If you thought that rotating restaurants and houses were simply relics of our space age past, consider the handful of dynamic architectural projects being developed in the coming decade. The most notable being the Dynamic Tower in Dubai, an 80-story mixed use structure by Florentine architect David Fisher, whose every floor is capable of rotating a full 360 degrees. What better time for us to evaluate the history of these extravagant structures than now, when they stand poised to join the urban theme parks of the Middle East?
"Revolving Architecture: A History of Buildings that Rotate, Swivel, and Pivot" by Chad Randl is a sweeping survey of dynamic architecture that takes readers well beyond the 20th Century. The book begins with the earliest revolving structures; the legendary supper rooms in Nero's Domus Aurea date as far back as the first century. Randl devotes a good portion of his study on early designs from 1900-1945, buildings that were designed as treatment centers, summer retreats, and amusements.

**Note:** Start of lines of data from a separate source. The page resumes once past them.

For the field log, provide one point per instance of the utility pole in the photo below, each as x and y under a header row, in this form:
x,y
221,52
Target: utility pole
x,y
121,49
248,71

These relatively modest kinetic structures laid the foundations for the opulent eateries in the sky that tended to dominate post-war rotating architecture, a broad concern for much of the latter part of the book. Randl closes the study by looking at more recent residential dwellings, an interesting survey of eccentric homeowners as much as architectural tour. In all, the book provides ample opportunity for us to marvel at our predecessors, though it tends to lack any true opinion as to whether revolving architecture is an evolution, or simply another sign of our hubris.